Shortbread is one of the first things I remember making as a kid. Three simple ingredients. So easy, yet so delicious! Shortbread at its purest contains nothing but butter, flour, sugar and a pinch of salt.
This recipe comes from our Glaswegian neighbor who used confectioner’s sugar instead of granulated sugar.
The resulting shortbread is crisp and buttery, yet melts in your mouth. Shortbread is equally at home with a cup of tea as it is during holiday baking.
(This recipe for shortbread was originally published on January 10th, 2102. As an Amazon affiliate, I earn a small commission on qualifying purchases.)
Short dough is the basis for many cookie recipes.
Want something a little richer?
How about Brown Sugar Walnut Shortbread?
I’ve also made a savory version, like this Rosemary Cheddar Shortbread!
Maybe it’s the Scottish blood, coursing through my veins, on both sides, that makes my pulse race at the sound of bagpipes. It makes my eyes tear when listening to Auld Lang Syne, making me weak in the knees hearing a Glaswegian man’s accent. So, not surprisingly, shortbread is my favorite of all cookies.
Cookie or Biscuit?
While Americans would consider a piece of shortbread a “cookie”, it’s considered a “biscuit” outside of the US. This can be confusing since Americans consider a “biscuit’ something similar to a British scone. There are cookies in Britain, like these, but they tend to be softer and filled. What ever you call Shortbread, I just call it delicious!
Making Classic Shortbread
Pat the shortbread into a sheet pan to get square sides.
Trim and pat excess pieces to get it as square as possible. You can also use a lightly floured rolling pin and roll to about 1/2″ to 3/4″ thickness. I usually make them somewhere in between.
Use a knife and cut into rectangles. Prick each rectangle three times. They don’t have to be perfect. Chilling the dough at this point makes it easier to remove the shortbread from the baking sheet, and also helps it keep its shape on a warm day, but it’s not necessary.
Transfer the shortbread onto a parchment or silpat lined cookie sheet. After baking, dust with sanding sugar if desired.
Shortbread stays fresh in a tin for up to a week.
Some of the items used in this post are available here for your convenience, at no additional cost.

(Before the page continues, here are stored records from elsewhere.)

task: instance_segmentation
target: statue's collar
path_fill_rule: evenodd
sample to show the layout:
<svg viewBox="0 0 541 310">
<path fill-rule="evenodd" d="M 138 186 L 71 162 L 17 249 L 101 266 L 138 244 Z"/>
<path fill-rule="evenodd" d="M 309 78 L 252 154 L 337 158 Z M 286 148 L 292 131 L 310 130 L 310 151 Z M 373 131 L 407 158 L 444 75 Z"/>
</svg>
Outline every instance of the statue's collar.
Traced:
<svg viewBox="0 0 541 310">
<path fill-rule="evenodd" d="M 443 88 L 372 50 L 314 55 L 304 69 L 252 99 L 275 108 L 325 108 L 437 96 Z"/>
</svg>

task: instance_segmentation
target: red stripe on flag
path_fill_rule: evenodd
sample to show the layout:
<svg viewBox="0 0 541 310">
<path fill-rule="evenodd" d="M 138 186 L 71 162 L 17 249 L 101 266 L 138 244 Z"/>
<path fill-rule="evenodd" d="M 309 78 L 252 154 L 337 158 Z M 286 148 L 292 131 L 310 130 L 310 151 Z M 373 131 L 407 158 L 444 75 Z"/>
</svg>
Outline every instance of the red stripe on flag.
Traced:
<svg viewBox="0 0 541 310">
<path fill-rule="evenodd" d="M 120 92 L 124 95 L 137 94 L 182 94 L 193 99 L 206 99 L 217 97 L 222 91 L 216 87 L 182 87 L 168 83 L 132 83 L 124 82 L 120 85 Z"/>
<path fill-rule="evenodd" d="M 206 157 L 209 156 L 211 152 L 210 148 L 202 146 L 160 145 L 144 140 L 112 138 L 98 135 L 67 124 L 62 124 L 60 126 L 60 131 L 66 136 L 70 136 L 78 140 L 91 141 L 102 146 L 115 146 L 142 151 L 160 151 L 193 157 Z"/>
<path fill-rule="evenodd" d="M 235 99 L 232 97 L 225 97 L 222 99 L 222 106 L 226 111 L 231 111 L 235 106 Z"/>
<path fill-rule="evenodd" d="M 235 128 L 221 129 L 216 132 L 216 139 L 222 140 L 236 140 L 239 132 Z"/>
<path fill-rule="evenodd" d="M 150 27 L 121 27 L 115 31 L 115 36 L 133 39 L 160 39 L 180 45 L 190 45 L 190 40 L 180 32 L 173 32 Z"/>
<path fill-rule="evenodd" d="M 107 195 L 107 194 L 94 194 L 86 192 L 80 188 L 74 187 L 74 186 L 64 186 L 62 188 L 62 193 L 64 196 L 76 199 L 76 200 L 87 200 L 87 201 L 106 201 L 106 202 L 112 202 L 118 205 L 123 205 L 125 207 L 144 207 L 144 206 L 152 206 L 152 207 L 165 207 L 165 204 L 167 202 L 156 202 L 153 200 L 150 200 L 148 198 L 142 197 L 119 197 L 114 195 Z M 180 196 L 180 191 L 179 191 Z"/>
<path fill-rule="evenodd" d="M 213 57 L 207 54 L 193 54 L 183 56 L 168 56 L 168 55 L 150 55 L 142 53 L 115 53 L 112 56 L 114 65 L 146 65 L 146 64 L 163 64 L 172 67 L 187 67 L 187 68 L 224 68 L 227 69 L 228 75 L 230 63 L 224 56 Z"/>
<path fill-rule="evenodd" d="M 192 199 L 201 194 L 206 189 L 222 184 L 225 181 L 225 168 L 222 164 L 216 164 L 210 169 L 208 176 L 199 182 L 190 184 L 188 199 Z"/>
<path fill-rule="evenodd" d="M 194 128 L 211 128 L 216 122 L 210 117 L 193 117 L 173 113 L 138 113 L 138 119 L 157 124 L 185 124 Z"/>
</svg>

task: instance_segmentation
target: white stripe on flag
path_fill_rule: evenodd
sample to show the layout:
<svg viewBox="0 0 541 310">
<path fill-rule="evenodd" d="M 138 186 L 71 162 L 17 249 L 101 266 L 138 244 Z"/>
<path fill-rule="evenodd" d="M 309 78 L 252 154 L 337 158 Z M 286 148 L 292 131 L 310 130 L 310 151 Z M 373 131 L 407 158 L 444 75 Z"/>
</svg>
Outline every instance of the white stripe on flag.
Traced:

- 2 cups all-purpose flour
- 1/2 teaspoon kosher salt don't use table salt or it will be too salty!
- 8 ounces unsalted butter room temperature
- 3/4 cup confectioner's sugar some recipes call for granulated sugar..some call for cornstarch. Confectioner's sugar is both mixed together
- 2 Tablespoons sanding sugar optional, for dusting on cooked shortbread
- Cream butter until light and fluffy.
- Slowly add sugar, scraping down sides.
- Mix flour and salt together. Add flour all at once, mix just until incorporated. Do not over-mix!
- Using your hands, pat into a cookie sheet, about 1/3" to 1/2" thick.

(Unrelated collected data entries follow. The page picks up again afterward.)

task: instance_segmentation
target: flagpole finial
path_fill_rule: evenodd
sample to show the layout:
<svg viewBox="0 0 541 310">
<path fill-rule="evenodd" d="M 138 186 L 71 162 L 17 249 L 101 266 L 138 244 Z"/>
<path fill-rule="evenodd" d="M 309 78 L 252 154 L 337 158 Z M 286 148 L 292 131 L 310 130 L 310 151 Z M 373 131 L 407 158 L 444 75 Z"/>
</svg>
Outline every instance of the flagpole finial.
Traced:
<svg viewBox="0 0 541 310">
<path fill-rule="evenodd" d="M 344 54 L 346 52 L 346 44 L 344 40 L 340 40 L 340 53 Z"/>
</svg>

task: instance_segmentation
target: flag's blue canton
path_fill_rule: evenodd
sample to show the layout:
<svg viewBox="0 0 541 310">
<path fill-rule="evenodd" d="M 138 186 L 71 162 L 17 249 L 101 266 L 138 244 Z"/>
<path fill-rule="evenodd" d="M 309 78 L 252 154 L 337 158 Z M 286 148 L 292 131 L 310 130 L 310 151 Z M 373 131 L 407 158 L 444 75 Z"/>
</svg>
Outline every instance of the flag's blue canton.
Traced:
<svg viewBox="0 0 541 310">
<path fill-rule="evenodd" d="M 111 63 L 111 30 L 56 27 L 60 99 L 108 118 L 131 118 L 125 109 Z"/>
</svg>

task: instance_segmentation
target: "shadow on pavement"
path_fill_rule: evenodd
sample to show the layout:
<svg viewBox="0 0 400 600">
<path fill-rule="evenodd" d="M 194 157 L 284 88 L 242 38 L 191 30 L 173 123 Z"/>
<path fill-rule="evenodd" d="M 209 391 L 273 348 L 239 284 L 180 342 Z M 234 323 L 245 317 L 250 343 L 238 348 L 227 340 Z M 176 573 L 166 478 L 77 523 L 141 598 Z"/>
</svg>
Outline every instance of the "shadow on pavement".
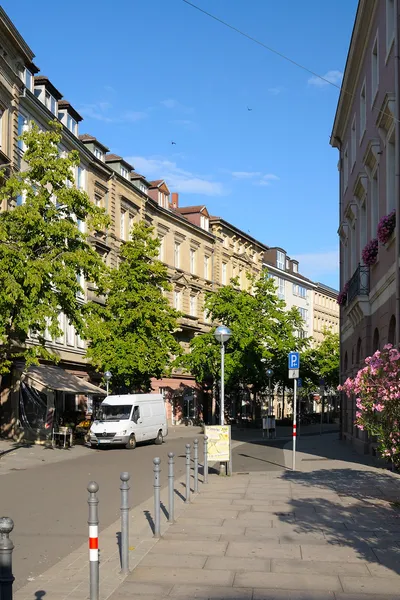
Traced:
<svg viewBox="0 0 400 600">
<path fill-rule="evenodd" d="M 153 517 L 151 516 L 151 513 L 150 513 L 150 511 L 149 511 L 149 510 L 144 510 L 144 511 L 143 511 L 143 514 L 144 514 L 144 516 L 146 517 L 146 519 L 147 519 L 147 522 L 148 522 L 148 523 L 149 523 L 149 525 L 150 525 L 150 529 L 151 529 L 152 533 L 154 533 L 154 532 L 155 532 L 155 530 L 156 530 L 156 528 L 155 528 L 154 521 L 153 521 Z"/>
<path fill-rule="evenodd" d="M 242 452 L 237 453 L 238 456 L 243 456 L 243 458 L 250 458 L 251 460 L 259 460 L 264 463 L 268 463 L 269 465 L 274 465 L 276 467 L 282 467 L 282 469 L 287 469 L 285 465 L 281 465 L 280 463 L 274 462 L 272 460 L 266 460 L 265 458 L 259 458 L 258 456 L 250 456 L 249 454 L 243 454 Z"/>
<path fill-rule="evenodd" d="M 399 479 L 349 468 L 286 471 L 282 480 L 297 484 L 293 496 L 298 496 L 289 500 L 294 515 L 277 513 L 282 523 L 297 533 L 322 532 L 333 546 L 352 548 L 378 576 L 388 574 L 385 567 L 400 574 Z M 298 484 L 310 489 L 309 497 L 302 497 Z"/>
</svg>

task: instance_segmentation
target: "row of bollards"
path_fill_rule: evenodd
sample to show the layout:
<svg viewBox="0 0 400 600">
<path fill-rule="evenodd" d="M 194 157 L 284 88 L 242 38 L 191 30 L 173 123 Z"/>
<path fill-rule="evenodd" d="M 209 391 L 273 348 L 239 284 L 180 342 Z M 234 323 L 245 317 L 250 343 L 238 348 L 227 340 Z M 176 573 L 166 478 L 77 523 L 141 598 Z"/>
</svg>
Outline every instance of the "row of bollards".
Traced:
<svg viewBox="0 0 400 600">
<path fill-rule="evenodd" d="M 204 438 L 204 472 L 203 484 L 208 483 L 208 440 Z M 186 495 L 185 502 L 190 502 L 190 482 L 191 482 L 191 446 L 186 444 L 185 453 L 186 466 Z M 174 522 L 174 494 L 175 494 L 175 474 L 174 474 L 175 456 L 173 452 L 168 454 L 168 522 Z M 197 494 L 199 491 L 199 441 L 193 443 L 193 490 Z M 161 459 L 153 460 L 154 472 L 154 537 L 160 537 L 161 525 Z M 120 554 L 121 554 L 121 573 L 129 573 L 129 473 L 121 473 L 120 491 L 121 491 L 121 533 L 120 533 Z M 97 492 L 99 485 L 91 481 L 87 486 L 89 492 L 89 574 L 90 574 L 90 600 L 99 600 L 99 498 Z M 14 544 L 10 539 L 10 533 L 14 528 L 13 521 L 8 517 L 0 518 L 0 600 L 12 600 L 14 576 L 12 573 L 12 553 Z"/>
</svg>

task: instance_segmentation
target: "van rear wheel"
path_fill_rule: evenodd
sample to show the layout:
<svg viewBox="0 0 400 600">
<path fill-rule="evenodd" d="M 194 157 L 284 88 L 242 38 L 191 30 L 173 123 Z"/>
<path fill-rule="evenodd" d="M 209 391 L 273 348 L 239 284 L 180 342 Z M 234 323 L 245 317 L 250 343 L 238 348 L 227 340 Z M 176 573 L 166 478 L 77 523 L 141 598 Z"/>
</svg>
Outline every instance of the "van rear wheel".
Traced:
<svg viewBox="0 0 400 600">
<path fill-rule="evenodd" d="M 136 448 L 136 438 L 133 435 L 133 433 L 131 434 L 128 443 L 126 444 L 125 448 L 127 450 L 134 450 Z"/>
<path fill-rule="evenodd" d="M 157 434 L 156 439 L 154 440 L 154 443 L 157 444 L 157 446 L 161 446 L 161 444 L 163 443 L 163 440 L 164 440 L 163 434 L 162 434 L 162 431 L 160 430 Z"/>
</svg>

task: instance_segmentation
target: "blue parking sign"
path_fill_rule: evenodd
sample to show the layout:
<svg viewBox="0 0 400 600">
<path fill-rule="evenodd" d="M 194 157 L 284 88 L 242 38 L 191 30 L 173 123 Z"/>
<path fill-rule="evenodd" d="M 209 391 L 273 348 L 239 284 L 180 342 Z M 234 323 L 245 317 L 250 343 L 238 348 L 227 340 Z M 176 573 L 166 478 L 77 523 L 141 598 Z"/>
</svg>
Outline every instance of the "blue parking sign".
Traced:
<svg viewBox="0 0 400 600">
<path fill-rule="evenodd" d="M 290 369 L 300 369 L 300 352 L 289 352 L 288 364 Z"/>
<path fill-rule="evenodd" d="M 299 377 L 299 378 L 298 378 L 298 380 L 297 380 L 297 387 L 298 387 L 298 388 L 301 388 L 301 387 L 303 387 L 303 380 L 302 380 L 300 377 Z"/>
</svg>

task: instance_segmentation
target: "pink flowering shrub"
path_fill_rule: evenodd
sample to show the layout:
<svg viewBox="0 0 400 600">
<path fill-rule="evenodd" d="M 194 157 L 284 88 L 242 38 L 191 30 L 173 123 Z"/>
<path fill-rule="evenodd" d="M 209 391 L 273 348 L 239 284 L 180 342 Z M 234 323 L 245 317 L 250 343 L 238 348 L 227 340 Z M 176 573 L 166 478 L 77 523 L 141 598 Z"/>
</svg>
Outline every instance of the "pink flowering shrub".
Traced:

- Trim edges to make neat sides. Using a knife slice into rectangles about 2"x1 1/2". Prick with a fork three times on each rectangle. Put rectangles on a cookie sheet.
- Bake for 20-25 minutes at 325* F. The shortbread should be pale and light golden. Dust with sanding sugar if desired as soon as they are pulled from the oven.
- Makes about 3 dozen.
- if it's a particularly warm day, you might need to chill the dough for 15-20 minutes before baking.
- the quality of ingredients is important, use the best sweet cream butter you can afford.
- If you are using salted butter. DO NOT add additional salt. If you do not have kosher salt, which is less salty that regular salt, use less.